Plus de sept mois après le début de la guerre en Ukraine, le pays scandinave occupe une place de plus en plus centrale dans la sécurité énergétique de l’Europe. La Norvège, et non la Russie, est désormais le premier fournisseur de gaz naturel de l’Union européenne. Les explosions qui ont endommagé les pipelines russes Nord Stream n’ont pas entraîné de crise d’approvisionnement, car l’UE avait réduit sa dépendance au gaz russe et célébrait la même semaine la construction d’un nouveau pipeline reliant la Norvège à la Pologne.
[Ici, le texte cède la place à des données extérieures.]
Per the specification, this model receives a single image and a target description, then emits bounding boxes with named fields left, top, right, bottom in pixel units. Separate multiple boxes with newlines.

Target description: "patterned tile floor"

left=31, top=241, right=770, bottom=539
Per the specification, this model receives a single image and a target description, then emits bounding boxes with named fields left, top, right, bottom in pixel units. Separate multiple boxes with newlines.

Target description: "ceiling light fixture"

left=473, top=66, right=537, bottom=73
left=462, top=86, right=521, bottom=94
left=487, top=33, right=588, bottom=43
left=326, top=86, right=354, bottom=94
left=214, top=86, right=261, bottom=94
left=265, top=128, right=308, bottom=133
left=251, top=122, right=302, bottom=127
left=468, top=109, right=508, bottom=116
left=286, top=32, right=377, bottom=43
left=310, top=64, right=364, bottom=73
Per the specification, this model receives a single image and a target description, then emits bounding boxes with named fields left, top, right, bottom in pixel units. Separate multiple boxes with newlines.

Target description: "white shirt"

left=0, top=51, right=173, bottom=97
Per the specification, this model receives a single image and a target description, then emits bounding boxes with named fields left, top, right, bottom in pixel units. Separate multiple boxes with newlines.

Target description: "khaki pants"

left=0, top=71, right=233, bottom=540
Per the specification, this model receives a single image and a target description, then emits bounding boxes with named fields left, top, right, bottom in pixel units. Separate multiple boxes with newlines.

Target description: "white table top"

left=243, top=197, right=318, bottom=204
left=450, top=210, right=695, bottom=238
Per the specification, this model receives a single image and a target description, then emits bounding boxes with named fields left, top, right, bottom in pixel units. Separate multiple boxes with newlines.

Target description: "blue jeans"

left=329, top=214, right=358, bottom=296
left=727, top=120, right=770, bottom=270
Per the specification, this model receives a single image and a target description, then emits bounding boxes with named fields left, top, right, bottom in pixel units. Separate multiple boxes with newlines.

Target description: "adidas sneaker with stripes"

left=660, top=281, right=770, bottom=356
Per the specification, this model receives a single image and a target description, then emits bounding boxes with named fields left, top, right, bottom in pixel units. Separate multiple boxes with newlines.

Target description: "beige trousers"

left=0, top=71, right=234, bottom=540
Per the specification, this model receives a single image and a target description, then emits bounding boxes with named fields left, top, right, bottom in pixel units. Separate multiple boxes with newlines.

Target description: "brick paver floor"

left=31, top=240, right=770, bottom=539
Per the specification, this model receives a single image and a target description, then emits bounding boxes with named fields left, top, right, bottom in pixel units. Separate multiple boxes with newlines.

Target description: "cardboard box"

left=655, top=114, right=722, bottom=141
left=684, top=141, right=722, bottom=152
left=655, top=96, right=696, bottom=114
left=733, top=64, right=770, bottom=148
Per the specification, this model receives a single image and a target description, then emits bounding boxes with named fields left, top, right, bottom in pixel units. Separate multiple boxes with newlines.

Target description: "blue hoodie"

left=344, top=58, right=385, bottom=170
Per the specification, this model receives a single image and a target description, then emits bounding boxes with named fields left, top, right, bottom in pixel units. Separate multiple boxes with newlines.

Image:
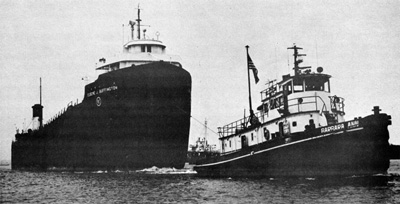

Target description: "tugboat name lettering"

left=321, top=124, right=344, bottom=133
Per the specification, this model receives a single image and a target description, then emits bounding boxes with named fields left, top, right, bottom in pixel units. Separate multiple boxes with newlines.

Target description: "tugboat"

left=194, top=45, right=391, bottom=177
left=12, top=9, right=192, bottom=170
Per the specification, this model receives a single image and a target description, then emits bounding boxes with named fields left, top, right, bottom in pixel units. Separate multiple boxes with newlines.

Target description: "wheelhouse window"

left=293, top=84, right=304, bottom=92
left=305, top=77, right=329, bottom=92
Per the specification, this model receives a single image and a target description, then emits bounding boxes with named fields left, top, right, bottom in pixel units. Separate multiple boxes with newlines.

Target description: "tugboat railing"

left=218, top=96, right=332, bottom=138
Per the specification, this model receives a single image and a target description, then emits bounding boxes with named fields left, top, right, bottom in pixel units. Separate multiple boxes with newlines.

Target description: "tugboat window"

left=293, top=85, right=303, bottom=92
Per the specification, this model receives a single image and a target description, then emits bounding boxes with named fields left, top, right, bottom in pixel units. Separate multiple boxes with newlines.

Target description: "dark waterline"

left=0, top=160, right=400, bottom=203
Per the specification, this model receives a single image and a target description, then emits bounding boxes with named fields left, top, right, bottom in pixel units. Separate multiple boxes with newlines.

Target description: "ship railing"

left=44, top=99, right=80, bottom=126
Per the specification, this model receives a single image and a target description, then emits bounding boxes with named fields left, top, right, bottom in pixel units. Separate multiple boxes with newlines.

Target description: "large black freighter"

left=194, top=45, right=391, bottom=177
left=12, top=7, right=191, bottom=169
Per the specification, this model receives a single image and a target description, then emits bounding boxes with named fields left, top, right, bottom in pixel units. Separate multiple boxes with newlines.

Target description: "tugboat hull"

left=194, top=114, right=390, bottom=177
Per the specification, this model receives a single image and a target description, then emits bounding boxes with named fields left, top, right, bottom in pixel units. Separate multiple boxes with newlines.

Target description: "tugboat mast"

left=287, top=44, right=311, bottom=76
left=136, top=5, right=142, bottom=40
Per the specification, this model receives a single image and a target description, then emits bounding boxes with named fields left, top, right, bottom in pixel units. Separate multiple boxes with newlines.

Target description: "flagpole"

left=246, top=45, right=254, bottom=118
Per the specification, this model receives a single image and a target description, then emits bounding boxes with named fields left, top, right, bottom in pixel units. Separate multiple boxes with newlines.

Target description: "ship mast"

left=39, top=77, right=43, bottom=128
left=246, top=45, right=254, bottom=119
left=136, top=5, right=142, bottom=40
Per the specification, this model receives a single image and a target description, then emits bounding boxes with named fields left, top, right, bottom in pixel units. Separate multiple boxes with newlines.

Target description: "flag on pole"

left=247, top=54, right=260, bottom=84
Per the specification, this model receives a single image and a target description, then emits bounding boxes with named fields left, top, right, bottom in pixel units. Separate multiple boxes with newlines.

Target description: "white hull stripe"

left=194, top=127, right=364, bottom=167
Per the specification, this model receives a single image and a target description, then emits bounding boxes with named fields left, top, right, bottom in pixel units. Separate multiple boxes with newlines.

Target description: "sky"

left=0, top=0, right=400, bottom=160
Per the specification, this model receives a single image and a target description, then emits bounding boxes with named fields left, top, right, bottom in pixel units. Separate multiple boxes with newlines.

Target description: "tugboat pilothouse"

left=194, top=45, right=391, bottom=176
left=12, top=9, right=192, bottom=170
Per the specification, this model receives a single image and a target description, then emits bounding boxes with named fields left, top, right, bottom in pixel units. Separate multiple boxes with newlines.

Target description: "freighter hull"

left=12, top=62, right=191, bottom=169
left=194, top=114, right=389, bottom=177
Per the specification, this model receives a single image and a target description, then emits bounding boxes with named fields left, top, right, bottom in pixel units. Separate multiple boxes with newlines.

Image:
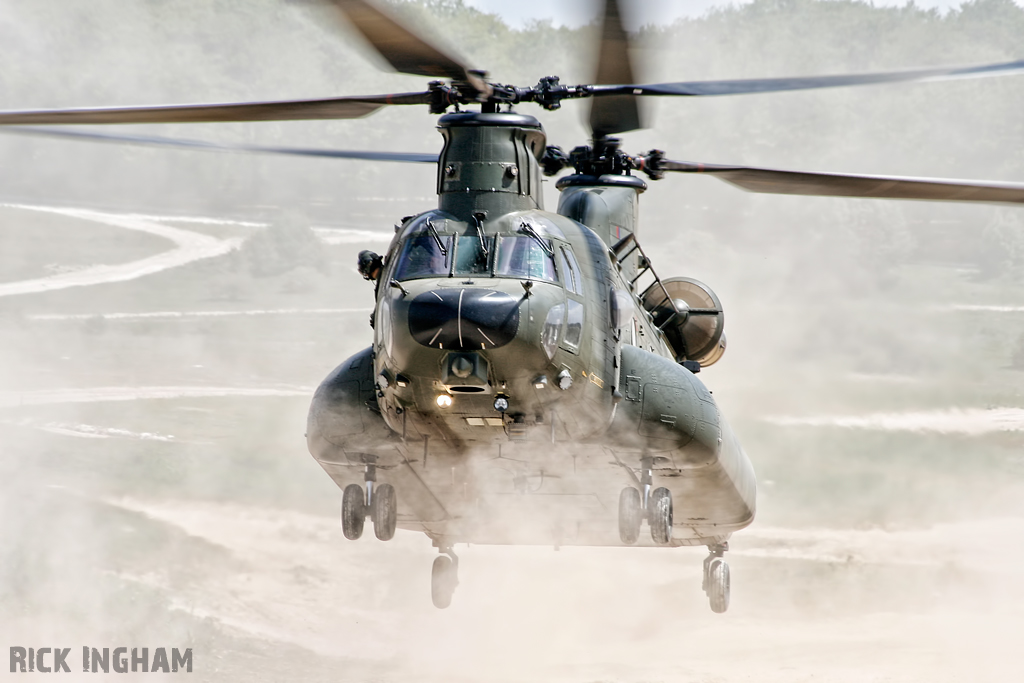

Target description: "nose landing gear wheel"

left=371, top=483, right=398, bottom=541
left=701, top=543, right=729, bottom=614
left=618, top=486, right=643, bottom=546
left=341, top=483, right=367, bottom=541
left=647, top=486, right=672, bottom=546
left=708, top=559, right=729, bottom=614
left=430, top=554, right=459, bottom=609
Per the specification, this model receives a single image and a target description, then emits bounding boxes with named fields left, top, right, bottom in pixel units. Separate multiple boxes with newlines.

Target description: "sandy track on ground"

left=96, top=499, right=1024, bottom=683
left=0, top=204, right=243, bottom=297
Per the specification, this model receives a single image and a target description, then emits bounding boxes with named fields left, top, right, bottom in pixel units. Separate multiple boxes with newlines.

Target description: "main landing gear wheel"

left=618, top=486, right=643, bottom=546
left=430, top=551, right=459, bottom=609
left=371, top=483, right=398, bottom=541
left=647, top=486, right=672, bottom=546
left=703, top=545, right=729, bottom=614
left=341, top=483, right=367, bottom=541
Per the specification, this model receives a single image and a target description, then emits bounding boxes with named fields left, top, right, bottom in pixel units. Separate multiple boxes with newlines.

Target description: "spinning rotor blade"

left=0, top=128, right=437, bottom=164
left=656, top=160, right=1024, bottom=204
left=329, top=0, right=490, bottom=94
left=0, top=92, right=431, bottom=126
left=590, top=0, right=642, bottom=138
left=591, top=59, right=1024, bottom=97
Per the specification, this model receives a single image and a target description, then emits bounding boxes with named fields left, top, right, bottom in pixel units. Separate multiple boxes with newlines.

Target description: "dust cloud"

left=0, top=0, right=1024, bottom=682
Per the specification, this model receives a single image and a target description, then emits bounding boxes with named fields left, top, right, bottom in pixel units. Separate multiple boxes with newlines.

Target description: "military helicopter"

left=0, top=0, right=1024, bottom=612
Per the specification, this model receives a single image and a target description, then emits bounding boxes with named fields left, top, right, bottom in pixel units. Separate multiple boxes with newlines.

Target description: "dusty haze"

left=0, top=0, right=1024, bottom=682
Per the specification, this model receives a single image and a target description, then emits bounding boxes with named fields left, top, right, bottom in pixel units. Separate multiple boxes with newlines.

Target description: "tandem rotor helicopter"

left=0, top=0, right=1024, bottom=612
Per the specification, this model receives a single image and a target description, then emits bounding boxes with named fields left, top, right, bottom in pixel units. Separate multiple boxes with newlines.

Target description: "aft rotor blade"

left=0, top=92, right=431, bottom=126
left=590, top=0, right=641, bottom=138
left=0, top=127, right=437, bottom=164
left=657, top=161, right=1024, bottom=204
left=590, top=59, right=1024, bottom=97
left=329, top=0, right=489, bottom=92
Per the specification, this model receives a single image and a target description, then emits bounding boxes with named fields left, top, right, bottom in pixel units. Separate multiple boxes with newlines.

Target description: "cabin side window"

left=558, top=247, right=583, bottom=296
left=562, top=299, right=584, bottom=353
left=393, top=231, right=453, bottom=281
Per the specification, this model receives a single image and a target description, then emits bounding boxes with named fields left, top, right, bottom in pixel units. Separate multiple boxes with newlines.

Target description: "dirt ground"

left=0, top=198, right=1024, bottom=683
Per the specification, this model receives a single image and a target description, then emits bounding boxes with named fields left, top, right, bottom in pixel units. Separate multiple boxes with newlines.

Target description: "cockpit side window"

left=393, top=232, right=453, bottom=281
left=495, top=236, right=558, bottom=283
left=455, top=234, right=494, bottom=275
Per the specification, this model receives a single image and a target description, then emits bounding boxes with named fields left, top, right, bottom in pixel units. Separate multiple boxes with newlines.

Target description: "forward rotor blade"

left=657, top=161, right=1024, bottom=204
left=591, top=59, right=1024, bottom=97
left=329, top=0, right=490, bottom=94
left=0, top=127, right=437, bottom=164
left=0, top=92, right=430, bottom=126
left=590, top=0, right=641, bottom=138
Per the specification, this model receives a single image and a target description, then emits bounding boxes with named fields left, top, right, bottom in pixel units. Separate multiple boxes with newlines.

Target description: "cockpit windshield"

left=455, top=234, right=494, bottom=276
left=495, top=236, right=558, bottom=283
left=393, top=230, right=452, bottom=281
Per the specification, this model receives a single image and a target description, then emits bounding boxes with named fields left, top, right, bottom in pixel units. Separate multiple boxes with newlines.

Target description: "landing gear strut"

left=618, top=458, right=673, bottom=546
left=430, top=546, right=459, bottom=609
left=701, top=543, right=729, bottom=614
left=341, top=465, right=398, bottom=541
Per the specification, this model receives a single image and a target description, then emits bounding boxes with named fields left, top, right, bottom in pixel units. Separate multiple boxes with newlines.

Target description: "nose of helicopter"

left=409, top=288, right=520, bottom=351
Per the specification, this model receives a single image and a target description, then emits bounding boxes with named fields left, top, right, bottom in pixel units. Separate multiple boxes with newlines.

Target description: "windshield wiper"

left=427, top=218, right=447, bottom=256
left=519, top=220, right=555, bottom=257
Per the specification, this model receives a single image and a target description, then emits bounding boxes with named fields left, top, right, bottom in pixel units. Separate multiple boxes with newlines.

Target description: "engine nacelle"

left=643, top=278, right=725, bottom=368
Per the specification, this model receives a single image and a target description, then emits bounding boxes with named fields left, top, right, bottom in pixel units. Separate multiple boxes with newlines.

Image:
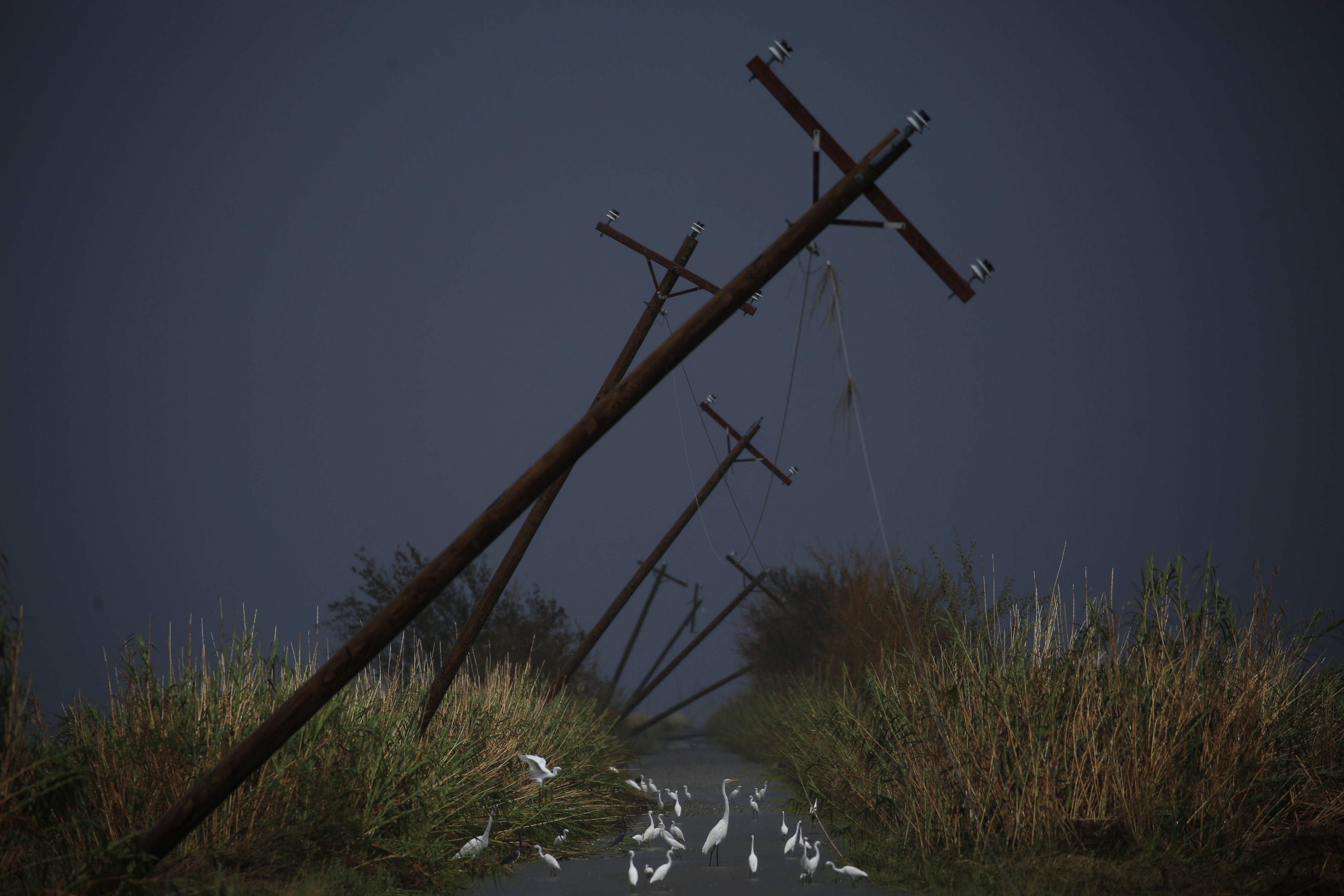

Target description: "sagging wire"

Les pays comptent sur le carburant norvégien pour leur permettre de passer les mois d’hiver – et pour les aider à remplir leurs stocks pour les années à venir.

Mais alors même qu’Oslo augmente ses exportations vers l’Europe, la patrie du Prix Nobel de la Paix fait face à des critiques acerbes du continent, y compris des accusations selon lesquelles ses revenus exceptionnels provenant du pétrole et du gaz équivalent à des bénéfices de guerre.

Il ne fait aucun doute que les retombées de la guerre rendent la Norvège plus riche. L’État est un acteur majeur de l’industrie pétrolière et gazière. Au total, Oslo s’attend à tirer environ 109 milliards de dollars du secteur pétrolier cette année, soit 82 milliards de plus qu’en 2021. Une grande partie de cette somme ira au fonds souverain du pays, un pécule national qui vaut plus de 1 000 milliards de dollars.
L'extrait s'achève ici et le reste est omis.